The Varkari texts include Bhaktalilamrita and Bhaktavijaya by Mahipati, Pundalika-Mahatmya by Bahinabai, and a long abhanga by Namdev. All these texts narrate the legend of Pundalik.

The Brahmin texts comprise:
- Two versions of Panduranga-Mahatmya from the Skanda Purana (consisting of 900 verses),
- Panduranga-Mahatmya from the Padma Purana (consisting of 1,200 verses),
- Bhima-Mahatmya, also from the Padma Purana, and
- Another Panduranga-Mahatmya, found in the Vishnu Purana.

The "third tradition" is represented in two works:
- Panduranga-Mahatmya by the Brahmin Sridhara (consisting of 750 verses), and
- Another work of the same name by Prahlada Maharaj (consisting of 181 verses).

There are three versions of the Pundalik legend, two of which appear as textual variants in the Skanda Purana (1.34–67).

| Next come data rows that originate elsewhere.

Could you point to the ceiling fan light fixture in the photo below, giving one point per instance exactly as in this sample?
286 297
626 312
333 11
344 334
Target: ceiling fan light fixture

According to the first version, the ascetic Pundarika (Pundalik) is described as a devotee of Vishnu, dedicated to serving his parents. The god Gopala-Krishna, a form of Vishnu, arrives from Govardhana as a cowherd, accompanied by his grazing cows, to meet Pundarika. Krishna is depicted in a digambara (unclothed) form, adorned with makara-kundala (crocodile-shaped earrings), the srivatsa mark, a headdress of peacock feathers, and with his hands resting on his hips while holding a cowherd’s staff between his thighs.

Pundarika requests Krishna to remain in this form on the banks of the Chandrabhaga River, believing that his presence will make the site both a tirtha (a sacred place near a water body) and a kshetra (a sacred place near a temple). This location is identified as modern-day Pandharpur, situated on the banks of the Chandrabhaga. The description of Krishna in this legend closely resembles the features of the Pandharpur image of Vithoba.

The second version of the legend describes Vithoba appearing before Pundalik as Bala Krishna the five-year-old child form of Krishna. This version is found in manuscripts of both Puranas, the work of Prahlada Maharaj, and the writings of poet-saints, notably Tukaram.

The third version of the Pundalik legend appears in Sridhara’s work and as a variant in the Padma Purana. In this account, Pundalik, a Brahmin deeply in love with his wife, neglects his aged parents. However, after meeting the sage Kukkuta, he undergoes a transformation and dedicates his life to serving them.

One day, Krishna arrives at Dandivana forest, near Pundalik’s house, searching for his angry wife, Rukmini, who has left him. After some coaxing, Krishna pacifies Rukmini and then visits Pundalik, finding him engaged in serving his parents. To avoid interrupting his service, Pundalik throws a brick outside for Krishna to stand on. Krishna waits patiently on the brick until Pundalik completes his duties.

Impressed by Pundalik’s devotion, Krishna grants him a boon. Pundalik requests that his deity, in the form of Vithoba—standing arms akimbo on the brick—remain there with Rukmini, as Rakhumai, to bless devotees forever.

==In popular culture==
Panduranga Mahatyam, 1957 Telugu film based on his life story, as is the Marathi film, Bhakta Pundalik (1975), also Shree Pundalik (1912), a silent film.